Advantageously, the composition used according to the invention can be administered orally, in one or more identical or different formulations. It is available in any dosage form normally used for oral administration, and in particular in the form of gel capsules, tablets, capsules, soft capsules, lozenges, sachets, tubes, vials, chewing gum, pearls, emulsions, suspensions, liquids, solutions, ampoules, beverages, syrups, powders, for example contained in sachets, in particular alu-alu sachets, solids, soft gels and semi-solids.

Advantageously, the composition used according to the invention is formulated in the form of tablets, gel capsules, capsules, soft gels, semi-solids, solids, liquids, or powder.

Even more advantageously, the composition used according to the invention is formulated in the form of controlled-release microgranules in gel capsules.

Advantageously, the microgranules are coated with a semi-permeable membrane that protects the active substances from degradation and thus controls their release. This membrane thus makes it possible to mask the taste and/or odor of the substances it coats, ensuring substance stability and protecting the active ingredients from stomach acidity. It also makes it possible to control the release of the active agents.

The microgranules are preferentially in the form of microgranules of xylitol and a blend of plants, thereby enabling better assimilation by the body.

An example of the manufacturing method for these microgranules is described in example 8.

As a non-limiting example, the final weight of the gel capsule is preferentially between 200 and 600 mg. More preferentially still, it is between 300 and 500 mg. Particularly advantageously, the final weight of the gel capsule is 400 mg.

According to another embodiment, the composition used according to the invention can be administered by injection in liquid form, for example as an adjuvant in a chemotherapy solution.

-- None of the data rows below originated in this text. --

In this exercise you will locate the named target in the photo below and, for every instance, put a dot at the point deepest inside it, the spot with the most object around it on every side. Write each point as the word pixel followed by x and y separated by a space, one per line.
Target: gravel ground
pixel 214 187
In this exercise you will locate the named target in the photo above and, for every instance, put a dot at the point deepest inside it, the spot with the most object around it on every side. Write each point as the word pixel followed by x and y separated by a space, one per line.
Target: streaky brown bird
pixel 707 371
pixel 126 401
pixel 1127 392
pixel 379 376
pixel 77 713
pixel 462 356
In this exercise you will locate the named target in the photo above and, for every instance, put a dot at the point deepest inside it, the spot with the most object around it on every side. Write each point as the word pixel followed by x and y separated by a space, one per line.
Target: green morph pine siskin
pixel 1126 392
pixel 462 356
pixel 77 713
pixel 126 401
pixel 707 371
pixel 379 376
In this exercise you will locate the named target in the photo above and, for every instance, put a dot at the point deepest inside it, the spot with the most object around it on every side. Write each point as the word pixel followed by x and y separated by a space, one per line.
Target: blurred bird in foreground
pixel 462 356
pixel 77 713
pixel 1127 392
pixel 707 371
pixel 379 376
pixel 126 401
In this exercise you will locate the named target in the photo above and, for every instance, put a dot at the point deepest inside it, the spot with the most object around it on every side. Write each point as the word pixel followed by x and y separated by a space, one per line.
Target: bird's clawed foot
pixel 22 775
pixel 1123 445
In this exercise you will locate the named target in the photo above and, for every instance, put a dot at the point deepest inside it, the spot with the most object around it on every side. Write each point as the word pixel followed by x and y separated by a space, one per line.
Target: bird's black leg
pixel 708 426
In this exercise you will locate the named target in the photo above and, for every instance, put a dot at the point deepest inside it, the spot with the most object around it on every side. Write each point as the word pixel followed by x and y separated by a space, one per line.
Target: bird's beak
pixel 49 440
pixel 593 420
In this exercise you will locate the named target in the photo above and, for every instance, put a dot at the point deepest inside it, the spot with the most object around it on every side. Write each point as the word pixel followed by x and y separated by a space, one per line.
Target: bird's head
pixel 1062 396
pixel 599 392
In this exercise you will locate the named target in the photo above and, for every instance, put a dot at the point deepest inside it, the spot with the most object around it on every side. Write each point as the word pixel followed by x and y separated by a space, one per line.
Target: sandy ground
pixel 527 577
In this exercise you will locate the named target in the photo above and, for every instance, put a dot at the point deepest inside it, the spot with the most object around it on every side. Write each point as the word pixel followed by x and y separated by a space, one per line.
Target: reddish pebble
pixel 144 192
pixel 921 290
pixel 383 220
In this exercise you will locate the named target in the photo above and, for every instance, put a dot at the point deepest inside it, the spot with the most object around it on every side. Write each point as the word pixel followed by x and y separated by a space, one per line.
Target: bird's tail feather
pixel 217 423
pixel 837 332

According to another embodiment, the composition used according to the invention can be administered transdermally, for example in the form of a patch or medical device which is able to increase penetration through the skin to reach the bloodstream without injection, advantageously with sustained and continuous release.

Another subject of the invention is a product comprising:

• • NAC as first active ingredient, and
  • vitamin B12 at a concentration of between 0.04 and 0.08% by weight of the total weight of the composition, and/or a combination of vitamins B1, B2 and B3, as second active ingredient,
    as a combination product for use thereof simultaneously, separately or staggered over time in the prevention and/or treatment of chemo-induced nociceptive and/or neuropathic pain.

According to one embodiment, the invention relates to a product comprising:

• • NAC as first active ingredient,
  • vitamin B12 at a concentration of between 0.04 and 0.08% by weight of the total weight of the composition as second active ingredient, and
    as a combination product for use thereof simultaneously, separately or staggered over time in the prevention and/or treatment of chemo-induced nociceptive and/or neuropathic pain.

Alternatively, the invention relates to a product comprising:

• • NAC as first active ingredient, and
  • a combination of vitamins B1, B2 and B3 as second active ingredient,
    as a combination product for use thereof simultaneously, separately or staggered over time in the prevention and/or treatment of chemo-induced nociceptive and/or neuropathic pain.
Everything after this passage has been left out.